Dimanjakan oleh hangat sinar matahari, digoda oleh belaian buih laut yang menggelitik
Hirup nafasmu dalam-dalam, hingga kau lupa kakimu menjejak di pasir pantai yang lembut.
Rasakan kulitmu yang terbakar hingga kau lupa pada ombak yang datang dan pergi.
Dengarkan apa yang ada di hatimu, hingga tuli pada celoteh camar, juga debur gelombang yang terpecah karang
Ia akan berbisik, Aku masih ingin disini............

Gadis itu membentangkan tangan dengan mata terpejam. Jari kaki lentiknya tertanam di pasir ketika ombak menjauh. Dagunya yang lancip ia angkat, menantang hangat sinar matahari dengan kulit wajahnya yang putih.
"Kau bisa merasakan ketentraman itu, Ren?" tanyanya masih dengan mata tertutup.
"Indah sekali!!!" jawab Renno kemudian.
"Ya! Lebih indah dari yang ditangkap mata" Renno tidak mengikuti apa yang dilakukan gadis itu, walau ia telah berjanji sebelumnya.

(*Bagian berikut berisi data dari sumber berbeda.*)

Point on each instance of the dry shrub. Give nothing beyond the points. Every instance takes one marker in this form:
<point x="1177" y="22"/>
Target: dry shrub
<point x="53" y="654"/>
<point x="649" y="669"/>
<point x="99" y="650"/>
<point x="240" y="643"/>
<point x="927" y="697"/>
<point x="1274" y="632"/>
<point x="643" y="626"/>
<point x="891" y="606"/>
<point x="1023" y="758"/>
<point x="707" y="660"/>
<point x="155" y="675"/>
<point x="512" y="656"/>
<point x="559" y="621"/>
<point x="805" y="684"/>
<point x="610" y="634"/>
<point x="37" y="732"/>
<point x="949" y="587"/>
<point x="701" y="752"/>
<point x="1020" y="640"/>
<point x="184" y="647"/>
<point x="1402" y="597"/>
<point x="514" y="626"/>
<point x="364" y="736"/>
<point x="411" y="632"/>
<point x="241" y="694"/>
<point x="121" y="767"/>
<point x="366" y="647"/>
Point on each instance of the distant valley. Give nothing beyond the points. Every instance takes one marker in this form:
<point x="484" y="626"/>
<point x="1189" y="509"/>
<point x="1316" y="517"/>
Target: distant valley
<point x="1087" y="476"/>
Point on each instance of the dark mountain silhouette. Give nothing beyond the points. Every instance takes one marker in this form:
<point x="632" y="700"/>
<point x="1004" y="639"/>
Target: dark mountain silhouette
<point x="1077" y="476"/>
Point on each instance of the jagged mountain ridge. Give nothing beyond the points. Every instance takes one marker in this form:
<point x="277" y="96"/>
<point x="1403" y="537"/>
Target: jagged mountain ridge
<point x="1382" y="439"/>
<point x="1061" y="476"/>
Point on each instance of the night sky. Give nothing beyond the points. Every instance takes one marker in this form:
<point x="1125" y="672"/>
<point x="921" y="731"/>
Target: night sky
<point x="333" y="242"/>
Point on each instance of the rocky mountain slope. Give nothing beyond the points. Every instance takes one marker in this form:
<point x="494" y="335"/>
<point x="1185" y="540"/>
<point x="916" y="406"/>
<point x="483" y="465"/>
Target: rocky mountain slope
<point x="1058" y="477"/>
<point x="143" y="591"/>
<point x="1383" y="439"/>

Ia menikmati sebuah pemandangan indah; lesung pipi, bulu mata dan rambut-rambut halus didepan telinga yang tergerak bebas disapu angin, dan urat leher yang berdenyut tak berirama.
Cantik sekali!
Pria itu tersenyum, tanpa melepas pandangan pada gadis disebelahnya. Seorang gadis yang begitu mencintai laut dan pantai meskipun tidak bisa berenang dan sedikit segan dengan panas matahari, tapi ia menikmati dengan caranya yang luar biasa; mengambil sebuah kerang setiap kali ke pantai lalu di koleksi. Ia memperlakukan kerang-kerang itu dengan spesial, membersihkan pasir yang menutup rongga-rongganya dengan hati-hati, lalu disimpan di sebuah kotak kaca, berjajar rapi, bersematkan cerita dan nama! Ya, gadis itu menamai kerangnya satu persatu!! Bagi Renno kerang-kerang itu tak lebih seperti kerang keropos yang tergerus usia, tapi gadis itu bisa melihat jauh dengan imajinasinya.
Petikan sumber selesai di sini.